Sequences and further details about plasmids used in this study can be found in Supplementary Data 3.

pUC19_rbcL

The rubisco mutant library was assembled in a standard pUC19 vector. This plasmid was used as a PCR template for each of the 11 sub-library ligation destination sites.

NP-11-64-1

Selections were conducted using a plasmid designed for this study with a p15 origin, chloramphenicol resistance, LacI controlling rubisco expression, TetR controlling PRK expression and a barcode.

NP-11-63

Protein overexpression in BL21(DE3) cells was conducted using pET28 with a SUMO domain upstream of the expressed gene6. pSF1389 is the plasmid that expresses the necessary SUMOlase, bdSENP1, from Brachypodium distachyon.

Primers

All primers were purchased from IDT and the oligonucleotide pool was purchased from Twist Bioscience.

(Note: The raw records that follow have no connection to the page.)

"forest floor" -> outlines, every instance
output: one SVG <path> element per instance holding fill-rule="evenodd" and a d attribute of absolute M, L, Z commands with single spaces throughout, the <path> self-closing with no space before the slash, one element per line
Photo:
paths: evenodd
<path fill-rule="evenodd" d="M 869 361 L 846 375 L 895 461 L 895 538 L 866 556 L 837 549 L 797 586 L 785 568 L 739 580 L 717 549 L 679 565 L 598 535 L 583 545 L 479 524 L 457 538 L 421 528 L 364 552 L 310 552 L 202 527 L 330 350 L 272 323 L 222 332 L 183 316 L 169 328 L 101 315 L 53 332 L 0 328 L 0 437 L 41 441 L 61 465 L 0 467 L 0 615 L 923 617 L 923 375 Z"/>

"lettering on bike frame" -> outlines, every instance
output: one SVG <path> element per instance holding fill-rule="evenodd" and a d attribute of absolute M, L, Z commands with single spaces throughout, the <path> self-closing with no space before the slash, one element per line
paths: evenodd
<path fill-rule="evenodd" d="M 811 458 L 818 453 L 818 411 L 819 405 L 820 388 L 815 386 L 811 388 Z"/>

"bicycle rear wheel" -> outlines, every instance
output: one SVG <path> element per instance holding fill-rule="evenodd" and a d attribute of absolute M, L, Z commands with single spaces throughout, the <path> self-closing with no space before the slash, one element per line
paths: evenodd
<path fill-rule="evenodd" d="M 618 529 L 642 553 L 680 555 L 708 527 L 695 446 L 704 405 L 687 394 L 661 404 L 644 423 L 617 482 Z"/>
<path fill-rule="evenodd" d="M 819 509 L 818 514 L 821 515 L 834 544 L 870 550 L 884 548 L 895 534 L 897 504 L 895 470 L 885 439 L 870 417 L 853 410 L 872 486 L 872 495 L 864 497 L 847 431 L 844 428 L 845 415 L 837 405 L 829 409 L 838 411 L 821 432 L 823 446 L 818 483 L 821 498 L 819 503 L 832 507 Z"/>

For sequences, see Supplementary Data 3.

Library design and construction

The R.rubrum rubisco sequence was codon-optimized for E.coli and mutated systematically by means of the scheme outlined in Extended Data Fig. 3. The rubisco gene was split into 11 pieces. For each of those pieces (around 200 base pairs (bp) each) all point mutants were designed and synthesized as oligonucleotide pools. Eleven oligo sub-library pools, containing all single mutants within their respective region of around 200 bp, were purchased from Twist Bioscience and each sub-library was amplified individually using Kapa Hifi polymerase with a cycle number of 15. Each rubisco gene fragment was inserted into a corresponding linearized pUC19 destination vector, containing the remainder of the rubisco sequence flanking the insert, through golden gate assembly. This assembly generated 11 sub-libraries of the full-length R.rubrum rubisco gene, with each sub-library containing a region of approximately 200 bp including all single mutants. Each of these 11 rubisco libraries were transformed separately into E.coli TOP10 cells and, in each case, more than 10,000 transformants were scraped from agar plates to ensure oversampling of the roughly 1,000 variants in each sub-library. Plasmids were purified from each sub-library and mixed together at equal molar ratios to generate the full protein sequence library.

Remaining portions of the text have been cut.